In § 506 actions, there is by definition no equity in the property, and therefore there is no such concern about the debtor or her co-owner receiving a windfall.  As such, there is no reason to deviate from the plain language of § 506, which says that a claim is secured only to the extent of the value of the property, that the remainder is unsecured, and that to the extent a lien is not an allowed secured claim, such lien is void.

There is no mention in the statute that only the portion secured by the debtor’s one-half interest is void.  The LIEN is void. 

This all is in keeping with something I heard Judge Carlson say from the bench in San Francisco years ago when presented with a similar situation, namely: “The lien is the lien!”  Surprising that so many of us Chapter 13 Debtors’ attorneys have taken it as gospel that two cases are required.  Long-held assumptions need to be questioned from time to time.

In re Crocker: Fifth Circuit Holds Private “Bar Study” Loans Dischargeable

On October 21, 2019, the Fifth Circuit Court of Appeals entered an opinion in In Re Crocker.  In 2015, Evan Crocker filed a Chapter 7 Bankruptcy case and received a discharge.  In his Schedules, he had listed a $15,000 claim held by Navient that was originally incurred in 2009 as a “bar study loan.” (Bar study loans are loans incurred by law school graduates/would-be attorneys after graduation to cover the costs of taking bar preparation courses and living expenses while awaiting exam results.)  After the conclusion of the case, Navient continued to try to collect from Crocker, so he filed an adversary proceeding in the Southern District of Texas, asking for a finding that the loan had been discharged and a contempt finding against Navient.

Crocker then added as a co-plaintiff Michael Shahbazi (who had filed Chapter 7 in Virginia in 2011 with a loan related to his attendance at a technical school in 2002), and sought certification as a national class action.  Navient moved for summary judgment, claiming the District Court lacked jurisdiction to enforce a discharge entered in another District. 

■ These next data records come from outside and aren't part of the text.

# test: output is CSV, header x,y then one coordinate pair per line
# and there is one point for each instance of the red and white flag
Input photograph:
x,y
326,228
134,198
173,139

The District Court certified both the dischargability and jurisdiction question to the Circuit Court.  The Fifth Circuit, in a major holding outside the scope of this blog post, held that only the Court that issued a discharge order has the power to hear an action for violation of that order.

As to the dischargeability question, the Circuit Court held that the § 523(a)(8) student loan exception to dischargeability did not apply to the bar study loan, and that it was indeed dischargeable.   This is a position that this office has long held, and successfully represented clients with respect to

§ 523(a)(8) says that absent “undue hardship,” the bankruptcy discharge does not apply to: “qualified educational loans” (§ 523(a)(8)(B)), education debts made, insured, or guaranteed by the government (§ 523(a)(8)(A)(i)), and obligations “to repay funds received as an educational benefit, scholarship, or stipend” (§ 523(a)(8)(A)(ii)).

With respect to bar study loans, such borrowers have already graduated from law school at the time of borrowing, and bar prep classes are not Title IV institutions, so such loans can’t be qualified educational loans under § 523(a)(8)(B).  Moreover, since bar prep schools are not qualified to participate in Title IV programs, therefore all such loans are private (i.e. not governmental).  That takes care of § 523(a)(8)(A)(i).  Nor are the funds received as a scholarship or stipend.  So that leaves you, as will all bar study loan cases, with the definition of “educational benefit.”

After looking at the legislative history and doing linguistic analysis, the Court concluded: “[E]ducational benefit” is limited to conditional payments with similarities to scholarships and stipends. The loans at issue here, though obtained in order to pay expenses of education, do not qualify as “an obligation to repay funds received as an educational benefit, scholarship, or stipend” because their repayment was unconditional.”

This is a good decision that does not fall into the trap that has snared other courts of confusing an “educational benefit” with “the benefit of an education.”  Debtor’s lawyers should take note.